Quick commands for Alexander to run on DO console:
```bash
# Check what's eating RAM
ps aux --sort=-%mem | head -10
free -h
# Common resource hogs to kill
systemctl stop docker containerd nginx
systemctl disable docker containerd
```
## Phase 2: Inspect the Box
Once SSH works:
```bash
# Resources
ssh root@TARGET 'free -h; echo "---"; ps aux --sort=-%mem | head -8'
# Wizard service status
ssh root@TARGET 'systemctl status hermes-WIZARD.service 2>&1 | head -20'
# Recent logs (look for errors, stuck sessions, long tool calls)
ssh root@TARGET 'journalctl -u hermes-WIZARD.service --no-pager -n 50'
```
## Phase 3: Inspect Config
Check if Telegram and provider are properly wired:
```bash
# Environment file - must have bot token AND provider key
ssh root@TARGET 'cat /root/wizards/WIZARD/home/.env'
# Config - check model, provider, platforms section
ssh root@TARGET 'cat /root/wizards/WIZARD/home/config.yaml'
```
Required .env vars for Telegram-connected wizard:
- Provider API key (e.g., KIMI_API_KEY, ANTHROPIC_API_KEY)
- TELEGRAM_BOT_TOKEN
- TELEGRAM_HOME_CHANNEL
- TELEGRAM_HOME_CHANNEL_NAME
- TELEGRAM_ALLOWED_USERS
If Telegram vars are missing, the deploy script was incomplete. Add them and restart.
## Phase 4: Fix Common Problems
### Resource starvation (< 200MB available)
```bash
# Kill Docker if not needed
ssh root@TARGET 'systemctl stop docker containerd; systemctl disable docker containerd'
# Kill any runaway processes spawned by the wizard
ssh root@TARGET 'pkill -f "khatru-relay|caddy|nginx|go build" 2>/dev/null'
```
### Stuck session (wizard busy with a long-running task)
```bash
# Restart the service - clears the stuck session
ssh root@TARGET 'systemctl restart hermes-WIZARD.service && sleep 2 && systemctl is-active hermes-WIZARD.service'
```
### Wrong provider or missing key
Edit the .env and config.yaml, then restart:
```bash
ssh root@TARGET 'systemctl restart hermes-WIZARD.service'
```
## Phase 5: Verify
```bash
# Service running?
ssh root@TARGET 'systemctl is-active hermes-WIZARD.service'
# RAM healthy? (> 500MB available on 2GB box)
ssh root@TARGET 'free -h'
# Logs show Telegram connected?
ssh root@TARGET 'journalctl -u hermes-WIZARD.service --no-pager -n 10 | grep -i telegram'
```
Then ask Alexander to message the wizard on Telegram to confirm it responds.
## Reaching Alexander's Mac
If you need to diagnose local Timmy directly, Alexander's Mac is on the Tailscale network:
- Tailscale IP: `100.124.176.28` (hostname: `mm`)
- User: `apayne`
- SSH key must be in `~/.ssh/authorized_keys` on the Mac
- System python is 3.9; use `~/.hermes/hermes-agent/venv/bin/python3` for 3.10+ syntax
- llama-server model path: `/Users/apayne/models/hermes4-14b/NousResearch_Hermes-4-14B-Q4_K_M.gguf`
- Timmy workspace: `~/.timmy/`, Hermes home: `~/.hermes/`
## Pitfalls
1. **SSH banner timeout = RAM starvation.** Don't keep retrying SSH. The box needs resources freed via DO console first.

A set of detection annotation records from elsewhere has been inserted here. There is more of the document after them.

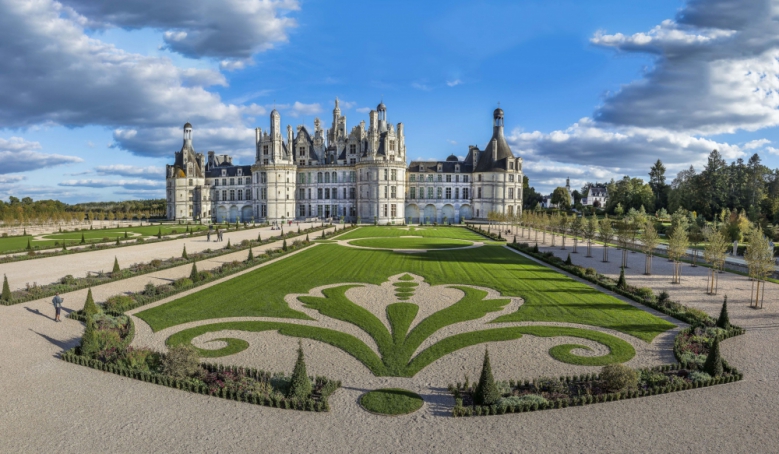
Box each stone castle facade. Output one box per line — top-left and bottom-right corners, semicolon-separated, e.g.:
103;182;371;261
166;99;523;224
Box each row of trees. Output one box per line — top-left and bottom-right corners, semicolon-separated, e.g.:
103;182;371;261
0;196;165;226
488;211;775;307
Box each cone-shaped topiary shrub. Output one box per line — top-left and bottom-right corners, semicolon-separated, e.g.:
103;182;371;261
717;295;730;329
703;338;724;377
620;268;628;288
287;341;311;400
473;349;500;405
2;274;11;302
82;288;98;318
81;316;100;357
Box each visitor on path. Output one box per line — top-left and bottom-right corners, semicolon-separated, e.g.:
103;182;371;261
51;292;64;322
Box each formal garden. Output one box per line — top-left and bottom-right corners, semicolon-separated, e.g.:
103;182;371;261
58;225;743;416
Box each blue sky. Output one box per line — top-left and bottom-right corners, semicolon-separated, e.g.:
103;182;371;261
0;0;779;202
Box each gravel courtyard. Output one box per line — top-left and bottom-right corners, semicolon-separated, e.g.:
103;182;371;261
0;229;779;452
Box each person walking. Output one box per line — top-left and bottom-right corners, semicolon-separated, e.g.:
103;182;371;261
51;292;64;322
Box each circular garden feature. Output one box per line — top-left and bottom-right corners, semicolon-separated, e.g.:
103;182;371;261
360;388;425;416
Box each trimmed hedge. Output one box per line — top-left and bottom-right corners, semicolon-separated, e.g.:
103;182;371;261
0;226;336;306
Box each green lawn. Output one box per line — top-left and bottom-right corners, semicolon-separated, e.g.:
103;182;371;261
0;225;238;253
338;226;487;241
349;238;473;249
137;227;674;376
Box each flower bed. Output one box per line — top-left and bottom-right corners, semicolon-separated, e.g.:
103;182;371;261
61;311;341;412
0;226;336;306
449;243;745;416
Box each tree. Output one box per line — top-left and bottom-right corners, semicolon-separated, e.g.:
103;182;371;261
641;220;660;276
473;349;500;405
744;226;774;308
717;295;730;329
551;187;571;210
703;337;724;377
287;341;311;400
2;274;11;303
598;215;614;262
81;287;99;318
582;214;598;257
668;223;690;284
703;228;729;295
79;315;100;358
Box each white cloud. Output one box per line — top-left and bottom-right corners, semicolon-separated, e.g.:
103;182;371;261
0;137;83;174
60;0;300;65
95;164;165;177
59;179;165;189
742;139;771;150
591;0;779;134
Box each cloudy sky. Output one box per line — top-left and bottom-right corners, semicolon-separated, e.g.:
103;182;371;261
0;0;779;202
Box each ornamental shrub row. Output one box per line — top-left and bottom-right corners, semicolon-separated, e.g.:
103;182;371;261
0;226;341;306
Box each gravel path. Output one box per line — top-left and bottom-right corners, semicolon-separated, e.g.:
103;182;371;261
0;223;322;290
0;229;779;453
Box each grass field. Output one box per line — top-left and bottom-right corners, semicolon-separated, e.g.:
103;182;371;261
349;237;473;249
137;228;674;376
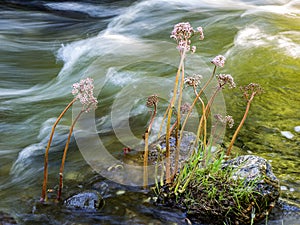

2. **2GB droplets cannot run Hermes + Docker + nginx + a relay.** Hermes alone needs ~500MB-1GB. Budget accordingly.
3. **Deploy scripts may be incomplete.** Bezalel's deploy script for Allegro only injected KIMI_API_KEY but not Telegram vars. Always verify .env has everything.
4. **Wizards build infrastructure when left unsupervised.** If a wizard was given a broad task, check what processes it spawned. Kill anything not essential.
5. **Always check the Gitea PR for the deploy script** — it's the source of truth for what SHOULD be configured. Compare against what IS configured.
6. **Restart clears stuck sessions.** If a wizard is mid-session on a slow model (Kimi), restarting the service is the fastest way to unstick it.